Director Park Hyunjun of Robeuroseu Wins Best Paper Award at the Korea Robotics General Academic Conference
Can robots that dance and run like humans evolve into robots that surpass humans? A paper that offers a directional answer to this question has emerged in Korea.
Park Hyunjun, director at Robeuroseu, is holding up the certificate after winning the Best Paper Award at the 2026 Korea Robotics Comprehensive Academic Conference on February 6. Photo by Paek Jongmin
On February 6, in Pyeongchang, Gangwon Province, Park Hyunjun, director at Robeuroseu, received the Best Paper Award at the 2026 Korea Robotics General Academic Conference for his work titled "Proleptic Temporal Ensemble for Improving the Speed of Robot Tasks Generated by Imitation Learning." Robeuroseu is a Korean robotics startup that develops humanoids, robot hands, and imitation-learning-based object manipulation technologies.

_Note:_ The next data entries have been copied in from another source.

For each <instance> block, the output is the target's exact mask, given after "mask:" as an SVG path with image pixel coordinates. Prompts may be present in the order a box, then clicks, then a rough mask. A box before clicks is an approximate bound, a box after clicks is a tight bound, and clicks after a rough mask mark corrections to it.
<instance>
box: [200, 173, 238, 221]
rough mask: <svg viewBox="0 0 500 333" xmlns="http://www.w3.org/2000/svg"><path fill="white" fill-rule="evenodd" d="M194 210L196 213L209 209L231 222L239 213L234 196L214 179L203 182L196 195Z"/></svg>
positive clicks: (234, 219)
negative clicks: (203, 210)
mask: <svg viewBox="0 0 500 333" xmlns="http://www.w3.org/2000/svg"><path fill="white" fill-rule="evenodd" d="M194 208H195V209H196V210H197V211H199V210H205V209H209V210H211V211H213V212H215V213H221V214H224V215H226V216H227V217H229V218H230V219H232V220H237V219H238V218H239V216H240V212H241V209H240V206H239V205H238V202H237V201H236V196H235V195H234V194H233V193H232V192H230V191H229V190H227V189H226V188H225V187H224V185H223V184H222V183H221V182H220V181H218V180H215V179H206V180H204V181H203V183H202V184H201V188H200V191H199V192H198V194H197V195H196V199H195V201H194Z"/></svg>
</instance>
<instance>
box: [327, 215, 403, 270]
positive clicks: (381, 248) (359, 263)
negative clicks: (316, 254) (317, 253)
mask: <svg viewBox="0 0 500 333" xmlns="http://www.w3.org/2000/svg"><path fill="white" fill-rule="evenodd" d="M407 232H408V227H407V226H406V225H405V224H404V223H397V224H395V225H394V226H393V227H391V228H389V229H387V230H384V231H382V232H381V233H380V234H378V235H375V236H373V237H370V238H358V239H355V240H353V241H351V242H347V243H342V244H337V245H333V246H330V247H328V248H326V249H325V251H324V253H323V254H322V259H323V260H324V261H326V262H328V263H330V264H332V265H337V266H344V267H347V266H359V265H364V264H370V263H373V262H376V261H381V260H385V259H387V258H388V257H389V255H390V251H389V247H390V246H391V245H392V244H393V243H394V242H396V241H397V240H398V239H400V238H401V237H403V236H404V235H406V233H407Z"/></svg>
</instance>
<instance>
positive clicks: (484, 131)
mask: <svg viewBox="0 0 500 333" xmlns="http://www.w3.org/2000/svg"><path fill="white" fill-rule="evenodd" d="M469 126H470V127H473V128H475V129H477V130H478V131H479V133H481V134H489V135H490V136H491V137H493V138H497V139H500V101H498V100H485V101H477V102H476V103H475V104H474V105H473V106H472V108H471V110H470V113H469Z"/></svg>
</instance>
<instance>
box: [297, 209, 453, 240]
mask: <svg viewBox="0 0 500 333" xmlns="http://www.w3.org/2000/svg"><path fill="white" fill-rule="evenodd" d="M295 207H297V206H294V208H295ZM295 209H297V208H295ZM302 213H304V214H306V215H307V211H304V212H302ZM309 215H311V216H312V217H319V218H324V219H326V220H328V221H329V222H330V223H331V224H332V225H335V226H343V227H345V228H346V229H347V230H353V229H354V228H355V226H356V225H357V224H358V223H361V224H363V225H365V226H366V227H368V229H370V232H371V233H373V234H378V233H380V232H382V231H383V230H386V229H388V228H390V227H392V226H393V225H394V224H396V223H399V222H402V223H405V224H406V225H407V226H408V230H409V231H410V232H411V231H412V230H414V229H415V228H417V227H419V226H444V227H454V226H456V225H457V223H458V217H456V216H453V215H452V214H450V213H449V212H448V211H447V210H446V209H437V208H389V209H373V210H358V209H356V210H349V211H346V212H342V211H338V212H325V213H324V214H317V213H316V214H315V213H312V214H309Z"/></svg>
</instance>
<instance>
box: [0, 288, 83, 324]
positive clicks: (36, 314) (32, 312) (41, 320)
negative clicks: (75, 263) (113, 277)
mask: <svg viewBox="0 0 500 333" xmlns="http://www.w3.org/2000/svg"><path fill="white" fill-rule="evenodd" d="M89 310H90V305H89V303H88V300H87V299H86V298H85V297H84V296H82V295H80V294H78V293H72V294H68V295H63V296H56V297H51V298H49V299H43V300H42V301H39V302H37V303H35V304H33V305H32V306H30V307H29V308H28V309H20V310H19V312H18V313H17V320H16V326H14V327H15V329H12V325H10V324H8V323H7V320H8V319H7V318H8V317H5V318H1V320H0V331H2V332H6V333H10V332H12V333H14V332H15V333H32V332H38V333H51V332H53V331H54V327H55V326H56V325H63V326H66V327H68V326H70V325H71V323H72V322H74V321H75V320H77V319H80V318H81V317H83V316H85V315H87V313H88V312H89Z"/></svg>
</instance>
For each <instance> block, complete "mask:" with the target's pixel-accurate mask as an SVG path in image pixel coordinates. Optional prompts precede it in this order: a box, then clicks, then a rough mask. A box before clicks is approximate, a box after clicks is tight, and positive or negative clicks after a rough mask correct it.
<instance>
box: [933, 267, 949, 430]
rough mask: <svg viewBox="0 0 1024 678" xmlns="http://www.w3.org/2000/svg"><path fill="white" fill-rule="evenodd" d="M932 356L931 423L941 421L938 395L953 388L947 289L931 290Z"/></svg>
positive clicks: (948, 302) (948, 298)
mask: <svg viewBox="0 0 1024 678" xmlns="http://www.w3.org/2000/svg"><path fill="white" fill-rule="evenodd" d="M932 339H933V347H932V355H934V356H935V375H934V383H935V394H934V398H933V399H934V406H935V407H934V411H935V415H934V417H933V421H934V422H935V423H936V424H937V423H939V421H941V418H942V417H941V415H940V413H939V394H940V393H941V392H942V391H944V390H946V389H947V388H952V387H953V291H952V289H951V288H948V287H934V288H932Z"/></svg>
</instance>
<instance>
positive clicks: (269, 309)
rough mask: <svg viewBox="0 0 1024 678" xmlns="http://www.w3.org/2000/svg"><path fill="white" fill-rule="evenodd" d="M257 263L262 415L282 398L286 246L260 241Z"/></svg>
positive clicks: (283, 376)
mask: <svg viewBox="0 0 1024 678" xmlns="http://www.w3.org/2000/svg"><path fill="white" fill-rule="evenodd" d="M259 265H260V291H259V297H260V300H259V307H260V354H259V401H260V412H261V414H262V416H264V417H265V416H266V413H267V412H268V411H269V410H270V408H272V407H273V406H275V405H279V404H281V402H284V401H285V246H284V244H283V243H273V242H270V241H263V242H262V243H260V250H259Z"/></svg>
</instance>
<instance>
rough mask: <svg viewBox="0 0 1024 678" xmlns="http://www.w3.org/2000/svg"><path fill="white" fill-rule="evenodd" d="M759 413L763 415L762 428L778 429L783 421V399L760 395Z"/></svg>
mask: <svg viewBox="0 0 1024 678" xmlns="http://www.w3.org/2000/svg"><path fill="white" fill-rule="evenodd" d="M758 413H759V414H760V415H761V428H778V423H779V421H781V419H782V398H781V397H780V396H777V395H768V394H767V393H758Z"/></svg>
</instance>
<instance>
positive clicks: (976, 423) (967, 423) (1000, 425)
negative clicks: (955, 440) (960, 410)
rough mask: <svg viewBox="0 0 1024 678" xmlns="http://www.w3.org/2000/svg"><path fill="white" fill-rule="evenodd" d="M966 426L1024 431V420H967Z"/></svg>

Park explained that the starting point of this research was the "limit of speed." He said, "Imitation learning trains directly on data demonstrated by humans. The problem is that the speed of a robot's work ultimately becomes constrained by the speed of the demonstrator."

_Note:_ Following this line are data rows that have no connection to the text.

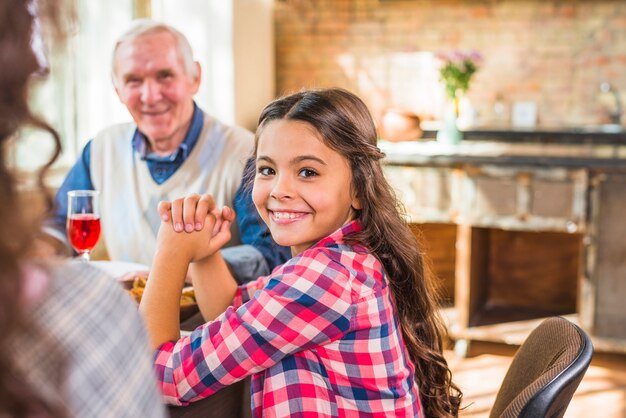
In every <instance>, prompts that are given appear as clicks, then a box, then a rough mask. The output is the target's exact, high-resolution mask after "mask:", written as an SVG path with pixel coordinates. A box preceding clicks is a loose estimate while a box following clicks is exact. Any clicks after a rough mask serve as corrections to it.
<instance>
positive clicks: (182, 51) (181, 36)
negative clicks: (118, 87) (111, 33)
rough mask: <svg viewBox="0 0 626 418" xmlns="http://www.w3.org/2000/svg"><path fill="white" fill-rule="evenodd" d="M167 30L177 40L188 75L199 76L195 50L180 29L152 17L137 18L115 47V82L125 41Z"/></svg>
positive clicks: (186, 71) (112, 75) (177, 44)
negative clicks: (156, 20) (117, 58)
mask: <svg viewBox="0 0 626 418" xmlns="http://www.w3.org/2000/svg"><path fill="white" fill-rule="evenodd" d="M159 32H165V33H169V34H170V35H172V36H173V37H174V39H175V41H176V50H177V52H178V54H179V57H180V58H181V59H182V60H183V65H184V68H185V73H186V74H187V76H188V77H189V78H190V79H191V78H195V77H197V76H198V67H197V66H196V63H195V61H194V59H193V51H192V50H191V45H190V44H189V41H188V40H187V38H186V37H185V35H183V34H182V33H181V32H180V31H178V30H177V29H175V28H174V27H172V26H170V25H168V24H165V23H163V22H157V21H154V20H151V19H137V20H135V21H134V22H133V25H132V26H131V27H130V28H129V29H128V30H127V31H126V32H124V33H123V34H122V35H121V36H120V37H119V38H118V40H117V42H116V43H115V47H114V48H113V59H112V60H111V62H112V68H111V75H112V77H113V80H114V82H115V83H116V84H117V82H118V78H117V74H116V68H115V67H116V65H117V50H118V49H119V48H120V46H121V45H122V44H123V43H126V42H132V41H134V40H135V39H137V38H140V37H142V36H145V35H149V34H153V33H159Z"/></svg>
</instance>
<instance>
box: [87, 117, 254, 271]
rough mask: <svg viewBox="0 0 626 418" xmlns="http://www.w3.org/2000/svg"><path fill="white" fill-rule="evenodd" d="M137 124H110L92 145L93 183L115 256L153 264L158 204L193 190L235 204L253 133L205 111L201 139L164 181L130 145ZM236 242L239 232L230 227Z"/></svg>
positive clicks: (216, 199)
mask: <svg viewBox="0 0 626 418" xmlns="http://www.w3.org/2000/svg"><path fill="white" fill-rule="evenodd" d="M135 129H136V126H135V125H134V124H132V123H127V124H120V125H115V126H112V127H109V128H107V129H105V130H104V131H102V132H100V133H99V134H98V135H97V136H96V137H95V138H94V139H93V141H92V144H91V167H90V173H91V181H92V183H93V185H94V188H95V189H96V190H99V191H100V212H101V223H102V235H103V238H104V242H105V244H106V248H107V251H108V253H109V256H110V257H111V260H119V261H131V262H136V263H142V264H146V265H147V266H151V265H152V257H153V255H154V251H155V249H156V234H157V231H158V228H159V225H160V222H161V221H160V219H159V215H158V211H157V205H158V203H159V201H161V200H173V199H176V198H178V197H182V196H185V195H188V194H190V193H200V194H202V193H210V194H211V195H213V197H214V198H215V201H216V203H217V205H218V206H220V207H221V206H223V205H228V206H230V207H231V208H232V206H233V199H234V197H235V192H236V191H237V188H238V187H239V184H240V182H241V178H242V175H243V168H244V166H245V162H246V160H247V159H248V158H249V157H250V156H251V155H252V150H253V146H254V136H253V134H252V133H251V132H249V131H247V130H245V129H242V128H239V127H232V126H227V125H224V124H222V123H221V122H219V121H217V120H216V119H214V118H212V117H210V116H209V115H207V114H206V113H205V114H204V126H203V128H202V131H201V132H200V136H199V138H198V142H196V144H195V146H194V147H193V149H192V150H191V153H190V154H189V156H188V158H187V159H186V160H185V161H184V162H183V164H182V165H181V166H180V168H179V169H178V170H177V171H176V172H175V173H174V174H172V176H171V177H170V178H169V179H167V180H166V181H165V182H164V183H162V184H157V183H155V181H154V180H153V179H152V176H151V175H150V172H149V170H148V165H147V163H146V162H145V161H142V160H141V158H140V156H139V155H138V154H137V152H135V151H134V149H133V148H132V144H131V140H132V136H133V133H134V131H135ZM231 232H232V239H231V241H230V243H229V244H228V245H237V244H240V243H241V241H240V239H239V231H238V228H237V225H236V222H235V223H233V225H232V226H231Z"/></svg>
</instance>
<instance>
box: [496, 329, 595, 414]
mask: <svg viewBox="0 0 626 418" xmlns="http://www.w3.org/2000/svg"><path fill="white" fill-rule="evenodd" d="M592 355H593V346H592V345H591V340H590V338H589V336H587V334H585V332H584V331H583V330H582V329H580V328H579V327H578V326H576V325H575V324H573V323H571V322H570V321H568V320H566V319H564V318H561V317H553V318H548V319H546V320H545V321H543V322H542V323H541V324H539V326H537V328H535V329H534V330H533V331H532V332H531V333H530V335H529V336H528V338H526V340H525V341H524V343H523V344H522V345H521V346H520V348H519V350H518V351H517V353H516V354H515V357H514V358H513V361H512V362H511V365H510V366H509V369H508V371H507V374H506V376H505V377H504V380H503V382H502V385H501V386H500V390H499V391H498V395H497V396H496V401H495V403H494V406H493V409H492V410H491V413H490V415H489V417H490V418H518V417H520V418H530V417H532V418H543V417H548V418H560V417H563V415H564V414H565V410H566V409H567V406H568V405H569V403H570V401H571V400H572V396H574V392H575V391H576V388H577V387H578V384H579V383H580V381H581V380H582V378H583V376H584V374H585V372H586V371H587V368H588V367H589V363H591V357H592Z"/></svg>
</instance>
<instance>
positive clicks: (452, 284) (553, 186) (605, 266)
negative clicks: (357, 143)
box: [378, 134, 626, 353]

Imitation learning, in which robots learn behaviors through human demonstrations, is drawing attention as a core technology for generating robot motions in unstructured environments. However, conventional approaches are structurally dependent on the speed at which humans perform tasks. According to Park, up to now there has been no clear alternative to increase a robot's speed other than having the demonstrator move faster during the data collection stage.
To overcome this limitation, he proposed the Proleptic Temporal Ensemble (PTE) method. Regarding this technique, he said, "The key is to predict future actions and pull those goals forward into the present for execution. The structure makes the robot move toward a goal that is one step ahead, rather than simply following the human as-is."
PTE can be applied on top of the existing transformer-based Action Chunking with Transformers (ACT) algorithm, and it directly utilizes already collected demonstration data and pre-trained policies. It does not require additional training or extra computational cost, and its implementation is relatively simple.
The performance was verified through real-world experiments on color classification of blocks by a robot. Compared with the ACT method, it improved task execution speed by up to three times while maintaining a high success rate.
Park added that this research can have the following effects: First, it can boost the productivity of existing policies without additional data collection, thereby lowering the cost of applying them in industrial settings. Second, by technically extending the performance ceiling of imitation-learning-based robots, which had been capped at human levels, it can broaden the scope of task automation in logistics, manufacturing, and service sectors. Third, by presenting a design framework for balancing speed and stability, it lays the groundwork for future research on high-speed, high-precision autonomous object manipulation technologies.
He concluded his acceptance remarks by saying, "The goal was to break the assumption that imitation-learning-based policies are bound to the demonstrator's speed."